Moody’s report indicated that the fund received the highest rating level (Aaa) in five sub-categories, according to the following: diversification of the fund’s portfolio, the fund’s financial policies, borrowing ratio, financing cost coverage, and financial liquidity rates.

Moody’s report highlighted the fund’s growth and ability to double its assets, as assets under management amounted to more than 1.54 trillion riyals in December 2020, compared to 570 billion riyals in 2015, in addition to achieving sustainable growth in returns and the quality of the investment portfolio.

Moody’s report confirmed the success of the governance policies applied by the fund, and its commitment to maintaining a strong credit record at the level of its portfolio companies through its representation on the boards of directors of its subsidiaries, and its participation in setting the financial policies of these companies. In addition to the application of the fund’s governance standards and its review by five committees at the management level that focus on investments, risks and liquidity.
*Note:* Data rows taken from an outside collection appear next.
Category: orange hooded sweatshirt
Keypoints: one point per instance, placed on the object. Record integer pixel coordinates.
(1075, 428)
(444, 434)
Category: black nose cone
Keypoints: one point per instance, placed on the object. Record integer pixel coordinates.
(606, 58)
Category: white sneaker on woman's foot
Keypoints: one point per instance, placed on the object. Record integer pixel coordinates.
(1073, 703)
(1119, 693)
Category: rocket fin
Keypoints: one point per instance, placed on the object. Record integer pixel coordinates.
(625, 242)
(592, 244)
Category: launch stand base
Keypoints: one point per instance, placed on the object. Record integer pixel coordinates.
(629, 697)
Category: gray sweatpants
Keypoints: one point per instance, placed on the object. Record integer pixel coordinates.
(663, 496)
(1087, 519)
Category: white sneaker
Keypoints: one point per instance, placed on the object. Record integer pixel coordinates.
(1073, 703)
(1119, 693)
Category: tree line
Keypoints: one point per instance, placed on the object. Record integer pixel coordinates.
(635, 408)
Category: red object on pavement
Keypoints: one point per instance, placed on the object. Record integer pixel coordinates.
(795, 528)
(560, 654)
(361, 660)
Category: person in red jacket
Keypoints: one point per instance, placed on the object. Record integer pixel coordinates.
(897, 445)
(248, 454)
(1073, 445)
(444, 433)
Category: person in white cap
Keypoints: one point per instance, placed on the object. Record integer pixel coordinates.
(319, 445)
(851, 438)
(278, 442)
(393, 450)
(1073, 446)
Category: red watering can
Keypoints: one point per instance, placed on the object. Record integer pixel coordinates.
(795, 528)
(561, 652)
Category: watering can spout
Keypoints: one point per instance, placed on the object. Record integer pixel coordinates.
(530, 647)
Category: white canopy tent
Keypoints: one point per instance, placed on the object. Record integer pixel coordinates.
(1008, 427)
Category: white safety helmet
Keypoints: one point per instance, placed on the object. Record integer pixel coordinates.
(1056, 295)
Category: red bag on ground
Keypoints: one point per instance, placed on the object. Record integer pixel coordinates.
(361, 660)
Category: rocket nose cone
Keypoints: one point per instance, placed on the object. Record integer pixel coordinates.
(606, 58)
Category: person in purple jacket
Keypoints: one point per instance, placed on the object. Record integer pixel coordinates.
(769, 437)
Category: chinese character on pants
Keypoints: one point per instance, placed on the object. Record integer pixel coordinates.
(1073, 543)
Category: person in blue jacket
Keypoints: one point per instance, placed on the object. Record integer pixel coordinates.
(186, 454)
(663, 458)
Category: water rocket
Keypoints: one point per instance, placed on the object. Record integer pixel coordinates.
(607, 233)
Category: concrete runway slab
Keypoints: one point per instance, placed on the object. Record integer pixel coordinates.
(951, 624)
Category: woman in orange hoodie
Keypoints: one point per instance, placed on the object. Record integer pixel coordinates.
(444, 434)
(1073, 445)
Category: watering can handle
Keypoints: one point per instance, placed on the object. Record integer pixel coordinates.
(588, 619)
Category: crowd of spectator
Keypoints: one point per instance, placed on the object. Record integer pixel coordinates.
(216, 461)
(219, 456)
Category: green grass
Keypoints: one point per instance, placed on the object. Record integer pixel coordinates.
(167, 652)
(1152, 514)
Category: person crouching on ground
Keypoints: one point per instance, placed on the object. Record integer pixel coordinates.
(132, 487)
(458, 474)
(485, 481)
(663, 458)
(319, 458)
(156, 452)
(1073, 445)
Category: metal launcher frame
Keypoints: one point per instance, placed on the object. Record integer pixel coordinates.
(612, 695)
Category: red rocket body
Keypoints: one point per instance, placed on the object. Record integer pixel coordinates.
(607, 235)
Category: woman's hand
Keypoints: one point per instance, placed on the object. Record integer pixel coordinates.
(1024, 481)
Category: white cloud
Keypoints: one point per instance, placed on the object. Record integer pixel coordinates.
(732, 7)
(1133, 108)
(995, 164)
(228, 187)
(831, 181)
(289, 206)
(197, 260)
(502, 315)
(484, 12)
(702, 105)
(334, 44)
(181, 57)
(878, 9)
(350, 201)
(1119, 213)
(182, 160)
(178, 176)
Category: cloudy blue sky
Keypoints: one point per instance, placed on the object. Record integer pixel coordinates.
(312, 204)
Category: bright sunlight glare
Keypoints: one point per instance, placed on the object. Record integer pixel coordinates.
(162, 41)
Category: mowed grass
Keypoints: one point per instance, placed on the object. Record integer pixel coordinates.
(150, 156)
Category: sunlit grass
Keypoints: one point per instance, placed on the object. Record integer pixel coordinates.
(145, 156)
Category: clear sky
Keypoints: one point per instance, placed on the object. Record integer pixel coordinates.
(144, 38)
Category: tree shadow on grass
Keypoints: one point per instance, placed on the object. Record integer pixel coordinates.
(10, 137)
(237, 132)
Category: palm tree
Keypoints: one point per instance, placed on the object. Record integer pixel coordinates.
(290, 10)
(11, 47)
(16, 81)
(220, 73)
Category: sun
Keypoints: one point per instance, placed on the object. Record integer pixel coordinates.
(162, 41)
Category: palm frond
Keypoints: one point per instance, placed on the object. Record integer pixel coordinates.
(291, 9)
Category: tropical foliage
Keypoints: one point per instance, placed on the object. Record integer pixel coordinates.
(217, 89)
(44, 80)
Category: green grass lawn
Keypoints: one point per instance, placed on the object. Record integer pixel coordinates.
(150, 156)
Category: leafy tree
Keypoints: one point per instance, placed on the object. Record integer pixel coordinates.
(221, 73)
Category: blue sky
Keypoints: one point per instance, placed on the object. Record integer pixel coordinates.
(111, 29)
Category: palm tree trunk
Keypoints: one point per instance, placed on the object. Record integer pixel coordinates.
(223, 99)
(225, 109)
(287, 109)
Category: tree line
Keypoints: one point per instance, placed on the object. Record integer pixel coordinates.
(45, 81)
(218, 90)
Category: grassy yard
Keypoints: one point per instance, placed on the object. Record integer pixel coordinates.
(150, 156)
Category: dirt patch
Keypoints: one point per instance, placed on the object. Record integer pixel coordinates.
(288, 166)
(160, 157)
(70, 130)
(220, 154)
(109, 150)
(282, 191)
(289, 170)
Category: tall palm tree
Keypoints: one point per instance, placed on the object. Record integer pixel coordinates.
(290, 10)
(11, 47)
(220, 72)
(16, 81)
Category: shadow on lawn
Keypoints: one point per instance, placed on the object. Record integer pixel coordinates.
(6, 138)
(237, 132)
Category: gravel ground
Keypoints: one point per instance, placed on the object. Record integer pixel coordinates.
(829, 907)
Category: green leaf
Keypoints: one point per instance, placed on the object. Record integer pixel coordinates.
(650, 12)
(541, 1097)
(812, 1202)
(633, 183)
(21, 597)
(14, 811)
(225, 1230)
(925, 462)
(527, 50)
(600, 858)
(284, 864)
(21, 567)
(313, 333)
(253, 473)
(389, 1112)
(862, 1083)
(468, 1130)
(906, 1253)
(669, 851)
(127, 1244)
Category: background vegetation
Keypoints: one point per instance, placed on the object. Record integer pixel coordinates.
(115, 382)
The report focused on the diversification of the Public Investment Fund’s investments by launching priority sectors locally and internationally, as well as its strong financial position with low borrowing ratios, very high interest cost coverage and an excellent liquidity position.

Moody’s indicated the strategic importance of the fund to the Kingdom of Saudi Arabia as one of the main drivers in achieving the goals of the Kingdom’s Vision 2030.

On the other hand, the Fitch report sheds light on the low level of the fund’s debt, and the positive position of the net cash flow, which gives a strong future outlook for the fund’s financial position. In its report, Fitch also focused on the fund’s importance to the Kingdom and its role in diversifying sources of income and developing the non-oil sector of the local economy in The Kingdom’s Vision 2030.